– Не плачь, – попросила она, – а то я сама разревусь.
– Мне мошка в нос попала, – пробормотала Лина и отстранилась. – Ты же без нас не пропадешь?
– Все будет хорошо.
– Если папа в ближайшие дни не вернется, зови деда.
– Маме пора привыкать к самостоятельности, – улыбнулась свекровь. – Садитесь в машину, надо ехать.
Дети забрались в салон. Лина прилипла к стеклу. Глазенки грустные. Еще две минуты назад хохотала и нетерпеливо припрыгивала, а теперь куксится. Это так на нее не похоже! Девочка была скупа в проявлении чувств. Разве что на деде висла. Но Сергей Отрадов обаял и зятя, и его мать, и внуков, и даже зловредных кошек. А Аня никак не могла поверить, что достойна любви. Поэтому ей иногда казалось, что Лина относится к ней просто с симпатией и благодарностью.
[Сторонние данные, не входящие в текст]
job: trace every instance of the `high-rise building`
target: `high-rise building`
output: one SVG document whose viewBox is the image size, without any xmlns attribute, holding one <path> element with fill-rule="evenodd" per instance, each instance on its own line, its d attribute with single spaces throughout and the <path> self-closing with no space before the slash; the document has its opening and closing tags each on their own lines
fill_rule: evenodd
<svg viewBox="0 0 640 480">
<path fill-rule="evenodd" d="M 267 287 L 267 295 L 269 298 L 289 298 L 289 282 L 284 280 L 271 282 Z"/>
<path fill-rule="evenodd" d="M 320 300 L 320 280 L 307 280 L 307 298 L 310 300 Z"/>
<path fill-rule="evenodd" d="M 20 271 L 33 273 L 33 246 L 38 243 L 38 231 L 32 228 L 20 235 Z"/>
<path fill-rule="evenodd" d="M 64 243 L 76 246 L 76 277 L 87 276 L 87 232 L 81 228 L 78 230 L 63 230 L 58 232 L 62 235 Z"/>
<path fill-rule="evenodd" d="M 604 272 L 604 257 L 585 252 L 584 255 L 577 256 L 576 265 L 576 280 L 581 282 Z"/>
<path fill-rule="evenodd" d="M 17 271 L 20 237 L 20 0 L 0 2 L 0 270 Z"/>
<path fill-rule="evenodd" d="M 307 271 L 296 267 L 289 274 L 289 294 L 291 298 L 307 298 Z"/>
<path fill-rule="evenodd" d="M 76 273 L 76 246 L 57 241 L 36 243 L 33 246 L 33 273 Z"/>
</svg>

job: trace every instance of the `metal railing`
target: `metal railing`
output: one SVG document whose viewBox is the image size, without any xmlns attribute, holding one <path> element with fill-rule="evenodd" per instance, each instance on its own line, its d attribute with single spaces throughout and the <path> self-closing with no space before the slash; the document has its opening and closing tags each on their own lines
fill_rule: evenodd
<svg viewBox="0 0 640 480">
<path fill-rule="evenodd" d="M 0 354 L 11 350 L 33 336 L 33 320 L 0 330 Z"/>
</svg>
Об этом она не говорила ни мужу, ни отцу. Знала, что они ей начнут вправлять мозги. Увещевать и поругивать. Но Аня выросла в нелюбви. Приемная мать, Шурка Железнова, ее лишь терпела. И то с трудом. Закрывала в шкафу, когда приводила домой мужиков. Ревновала к ним подросшую Аню. Когда та устроилась работать на винзавод, заставляла воровать для них водку. Не заступалась, если они крыли Аню матом и выгоняли за порог. На Шурку нормальные не зарились. Дебоширы да пьяницы. В школе над Аней смеялись. Из техникума выперли. Как и с завода винного – когда попалась на краже. Кто ящиками воровал, тем ничего, а она из-за бутылки полетела со своего места. Хорошо, что без последствий.
Первым человеком, который отнесся к ней по-хорошему, оказалась бабуся Элеонора Георгиевна. И тогда Ане уже двадцать три исполнилось.
Две трети жизни она прожила в нелюбви…
И до сих пор ждала подвоха.
Такси тронулось с места. Аня помахала вслед.
Она думала, что едва машина скроется из виду, слезы хлынут из глаз. Но нет, получилось сдержаться. Присев на лавку во дворе, Аня задрала голову и нашла взглядом свое окно. Данилка таращился на нее, навострив уши. Он убедился в том, что его не бросили, но не понимал, почему держат в квартире, если можно выпустить. Но выгуливать пса Аня не собиралась. Ей хотелось забраться на диван с огромным блюдом соленого попкорна и посмотреть запись с последнего (крайнего, тут же саму себя поправила Аня) семейного отдыха. Потом позвонить мужу, услышать родной голос, а уже ближе к вечеру выйти с Данилкой на улицу.
– Вы внучка Элеоноры Георгиевны Шаховской? – услышала Аня густой бас и обернулась.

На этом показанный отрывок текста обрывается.